The exact cause of drug addiction is not known. However, a person’s genes, the action of the drug, peer pressure, emotional distress, anxiety, depression, and environmental stress all can be factors.
There are several stages of drug use that may lead to dependence.
- Experimental use — typically involves peers, done for recreational use; the user may enjoy defying parents or other authority figures.
- Regular use — the user misses more and more school or work; worries about losing drug source; uses drugs to “fix” negative feelings; begins to stay away from friends and family; may change friends to those who are regular users; shows increased tolerance and ability to “handle” the drug.
- Daily preoccupation — the user loses any motivation; does not care about school and work; has obvious behavior changes; thinking about drug use is more important than all other interests, including relationships; the user becomes secretive; may begin dealing drugs to help support habit; use of other, harder drugs may increase; legal problems may increase.
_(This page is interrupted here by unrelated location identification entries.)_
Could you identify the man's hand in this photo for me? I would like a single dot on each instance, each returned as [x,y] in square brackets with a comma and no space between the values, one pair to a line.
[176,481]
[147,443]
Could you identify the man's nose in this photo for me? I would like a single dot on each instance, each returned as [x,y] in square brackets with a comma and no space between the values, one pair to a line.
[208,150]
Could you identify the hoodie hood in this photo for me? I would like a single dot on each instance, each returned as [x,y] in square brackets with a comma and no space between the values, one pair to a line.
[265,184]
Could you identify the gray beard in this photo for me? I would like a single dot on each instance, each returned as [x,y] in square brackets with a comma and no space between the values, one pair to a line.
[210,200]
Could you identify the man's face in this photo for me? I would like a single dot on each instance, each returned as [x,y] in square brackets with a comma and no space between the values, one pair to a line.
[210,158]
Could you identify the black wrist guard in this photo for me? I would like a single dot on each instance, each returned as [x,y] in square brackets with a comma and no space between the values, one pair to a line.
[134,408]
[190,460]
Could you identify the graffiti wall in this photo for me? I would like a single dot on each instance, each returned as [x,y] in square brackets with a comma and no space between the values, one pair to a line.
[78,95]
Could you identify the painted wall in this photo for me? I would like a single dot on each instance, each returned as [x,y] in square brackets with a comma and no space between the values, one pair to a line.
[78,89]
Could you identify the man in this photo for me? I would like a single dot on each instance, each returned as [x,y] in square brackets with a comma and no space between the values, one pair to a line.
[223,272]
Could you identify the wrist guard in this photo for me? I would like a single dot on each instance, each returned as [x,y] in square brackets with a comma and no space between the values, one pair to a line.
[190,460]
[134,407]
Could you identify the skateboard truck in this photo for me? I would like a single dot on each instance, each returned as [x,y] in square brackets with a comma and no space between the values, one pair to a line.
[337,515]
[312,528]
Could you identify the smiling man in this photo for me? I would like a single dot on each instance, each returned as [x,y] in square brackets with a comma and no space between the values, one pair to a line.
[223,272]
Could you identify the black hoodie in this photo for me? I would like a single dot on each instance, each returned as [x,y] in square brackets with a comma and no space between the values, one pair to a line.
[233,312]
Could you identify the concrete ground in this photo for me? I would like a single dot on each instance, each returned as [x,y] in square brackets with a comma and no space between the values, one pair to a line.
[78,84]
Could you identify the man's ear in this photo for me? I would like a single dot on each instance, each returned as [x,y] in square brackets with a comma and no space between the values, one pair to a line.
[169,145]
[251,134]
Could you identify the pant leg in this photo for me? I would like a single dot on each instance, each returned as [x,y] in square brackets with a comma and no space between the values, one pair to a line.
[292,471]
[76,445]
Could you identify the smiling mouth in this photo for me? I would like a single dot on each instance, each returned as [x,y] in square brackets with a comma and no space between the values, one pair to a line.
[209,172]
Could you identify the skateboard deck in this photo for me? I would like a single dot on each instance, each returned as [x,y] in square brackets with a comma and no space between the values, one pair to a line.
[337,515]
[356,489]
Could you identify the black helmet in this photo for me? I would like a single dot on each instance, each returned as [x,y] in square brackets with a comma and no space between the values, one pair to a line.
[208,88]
- Dependence — cannot face daily life without drugs; denies problem; physical condition gets worse; loss of “control” over use; may become suicidal; financial and legal problems get worse; may have broken ties with family members or friends.
The type and duration of treatment depend on the individual. There are two primary tools:
- Medication: Methadone and naltrexone are two drugs that help people who are addicted to opiates. Antidepressants are needed when someone also has depression, anxiety, bipolar or psychosis. Two therapeutic — not preventive — vaccines are available to relieve the withdrawal symptoms of cocaine and methamphetamine addicts.
- Counseling: Cognitive behavioral therapy (teaching someone to think differently about their circumstances), family therapy and positive reinforcement are important parts of fighting drug addictions through counseling.
The only way to truly prevent drug addiction is to never take drugs.